La monocromia, in questo caso, è simbolo di introspezione e distacco dal mondo, come già accadeva nel precedente film del regista, The French Dispatch, dove il bianco e nero marcava i passaggi tra i diversi piani narrativi ed emotivi.
Nel cinema di Anderson, questa scelta non è mai solo un vezzo vintage: è una decisione stilista profonda, strumento di racconto. Anche in Asteroid City, per esempio, l’universo narrativo viene diviso tra la vivida finzione della città spaziale e la intensa cornice teatrale, rappresentata in bianco e nero. Il regista si prende così gioco del concetto di “realtà”, associando l’assenza di colore dell’autenticità. Il colore qui diventa metalinguaggio, dispositivo teatrale e specchio dell’assurdo.
Il cortocircuito creato tra la forma e il contenuto destabilizza lo spettatore e ne stimola una lettura più stratificata. Lo stile di Wes Anderson è riconoscibile in pochi frame proprio grazie alla sua grammatica cromatica: il colore diventa punteggiatura musicale, accompagna le inquadrature geometriche e i dialoghi asciutti. Ogni tonalità ha una funzione narrativa: il blu suggerisce malinconia, il rosso segnala passione o pericolo, il verde speranza o ambiguità.
In The Grand Budapest Hotel vediamo dominare un rosa pastello, punteggiato da rossi porpora e azzurri polvere: una palette che richiama l’estetica delle cartoline d’epoca, delle vetrine delle pasticcerie francesi, dei profumi retrò. È un mondo artificiale, curato fino all’eccesso — troppo perfetto per essere reale. Ed infatti non lo è: è un’utopia estetica, un passato idealizzato e che finirà ben presto con l’irruzione della guerra nella storia.
Il regista “usa” il colore come per dipingere, fino a stratificare, strato su strato anche all’interno della psicologia dei personaggi. In Moonrise Kingdom, i toni caldi del giallo senape e dell’arancio evocano l’infanzia e il senso di avventura, ma senza addolcirli. Lo spettatore è trasportato nel mondo dei protagonisti attraverso una “traduzione visiva” delle emozioni, che rende il racconto universale e toccante.
Per Wes Anderson, il colore è grammatica, metrica e punteggiatura. Non decora, ma racconta. Non accompagna, ma guida. E nella sua ossessiva armonia, riesce a esprimere il caos interiore dei suoi personaggi molto più di mille parole.
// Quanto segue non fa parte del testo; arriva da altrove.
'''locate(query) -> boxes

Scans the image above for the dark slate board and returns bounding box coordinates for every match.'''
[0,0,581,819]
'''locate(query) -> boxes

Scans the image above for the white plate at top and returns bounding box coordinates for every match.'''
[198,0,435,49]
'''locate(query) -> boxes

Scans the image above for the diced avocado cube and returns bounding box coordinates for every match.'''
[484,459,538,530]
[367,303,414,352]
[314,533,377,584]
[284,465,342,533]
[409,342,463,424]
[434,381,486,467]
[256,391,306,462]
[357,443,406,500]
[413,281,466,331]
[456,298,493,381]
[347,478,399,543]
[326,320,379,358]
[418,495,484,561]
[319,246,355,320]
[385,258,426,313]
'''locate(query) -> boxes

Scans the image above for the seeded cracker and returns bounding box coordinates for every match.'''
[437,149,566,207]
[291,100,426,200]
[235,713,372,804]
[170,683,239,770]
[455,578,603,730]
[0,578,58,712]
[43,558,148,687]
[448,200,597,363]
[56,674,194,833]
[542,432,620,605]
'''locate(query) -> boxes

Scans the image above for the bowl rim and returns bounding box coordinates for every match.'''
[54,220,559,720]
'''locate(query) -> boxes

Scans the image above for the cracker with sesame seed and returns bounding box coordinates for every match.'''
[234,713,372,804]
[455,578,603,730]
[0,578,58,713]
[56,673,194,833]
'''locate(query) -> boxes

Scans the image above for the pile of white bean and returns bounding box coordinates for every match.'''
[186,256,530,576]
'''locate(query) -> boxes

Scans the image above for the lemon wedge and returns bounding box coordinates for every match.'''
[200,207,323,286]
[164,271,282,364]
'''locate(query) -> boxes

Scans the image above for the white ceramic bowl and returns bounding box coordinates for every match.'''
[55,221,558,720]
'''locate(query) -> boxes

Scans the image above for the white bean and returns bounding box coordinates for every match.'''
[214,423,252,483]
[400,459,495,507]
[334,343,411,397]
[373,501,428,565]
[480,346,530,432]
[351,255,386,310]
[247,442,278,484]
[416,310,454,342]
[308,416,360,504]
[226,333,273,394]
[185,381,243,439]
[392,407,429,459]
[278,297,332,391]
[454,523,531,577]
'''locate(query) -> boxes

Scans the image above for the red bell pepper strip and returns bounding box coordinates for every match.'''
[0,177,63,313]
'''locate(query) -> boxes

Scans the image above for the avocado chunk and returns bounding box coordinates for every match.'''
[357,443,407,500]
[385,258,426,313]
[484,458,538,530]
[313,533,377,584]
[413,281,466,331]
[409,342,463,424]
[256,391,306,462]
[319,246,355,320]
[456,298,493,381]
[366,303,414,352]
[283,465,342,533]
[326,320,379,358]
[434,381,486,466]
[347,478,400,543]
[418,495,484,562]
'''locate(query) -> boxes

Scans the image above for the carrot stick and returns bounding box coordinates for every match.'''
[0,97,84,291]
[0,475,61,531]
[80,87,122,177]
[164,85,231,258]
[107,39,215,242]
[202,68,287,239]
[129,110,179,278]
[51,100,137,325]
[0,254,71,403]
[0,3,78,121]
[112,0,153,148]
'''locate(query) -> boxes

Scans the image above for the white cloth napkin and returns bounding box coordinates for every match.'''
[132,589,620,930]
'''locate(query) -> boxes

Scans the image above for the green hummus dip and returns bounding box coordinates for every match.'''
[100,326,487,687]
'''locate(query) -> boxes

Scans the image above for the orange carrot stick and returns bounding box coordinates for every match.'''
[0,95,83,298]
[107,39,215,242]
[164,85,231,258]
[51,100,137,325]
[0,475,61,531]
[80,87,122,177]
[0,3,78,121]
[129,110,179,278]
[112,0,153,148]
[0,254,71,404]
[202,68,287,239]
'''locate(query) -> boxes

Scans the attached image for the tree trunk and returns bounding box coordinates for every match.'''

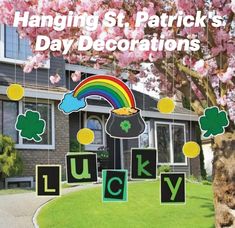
[213,131,235,228]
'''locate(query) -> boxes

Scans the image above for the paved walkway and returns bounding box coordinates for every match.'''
[0,184,97,228]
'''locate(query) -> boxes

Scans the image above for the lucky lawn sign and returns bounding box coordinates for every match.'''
[36,149,185,203]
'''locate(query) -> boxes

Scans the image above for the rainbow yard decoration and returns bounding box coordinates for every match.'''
[59,75,145,138]
[73,75,135,109]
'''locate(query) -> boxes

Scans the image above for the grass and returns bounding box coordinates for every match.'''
[37,181,214,228]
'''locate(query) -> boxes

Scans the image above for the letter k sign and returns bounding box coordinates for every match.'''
[131,149,157,179]
[66,153,97,184]
[161,173,185,203]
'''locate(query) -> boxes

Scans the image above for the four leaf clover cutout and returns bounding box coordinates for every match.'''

Il colore, nel cinema di Anderson ha, infine, una funzione mnemonica. Le sue palette si ispirano agli album fotografici vintage, ai manifesti anni ’60 e ’70, alle copertine di libri. Non si tratta solo di estetica: è una strategia emotiva che attiva nello spettatore una nostalgia condivisa, un déjà vu che rende quei mondi così strani, stranamente familiari.
Ancora una volta, Wes Anderson ci offre un’idea di arte come rifugio: ordinata, iper-curata, consolatoria. In un presente instabile, i suoi film ci offrono una casa estetica in cui rifugiarci. Una favola moderna che ci culla, permettendoci di fuggire dalla realtà anche solo la durata di un suo film.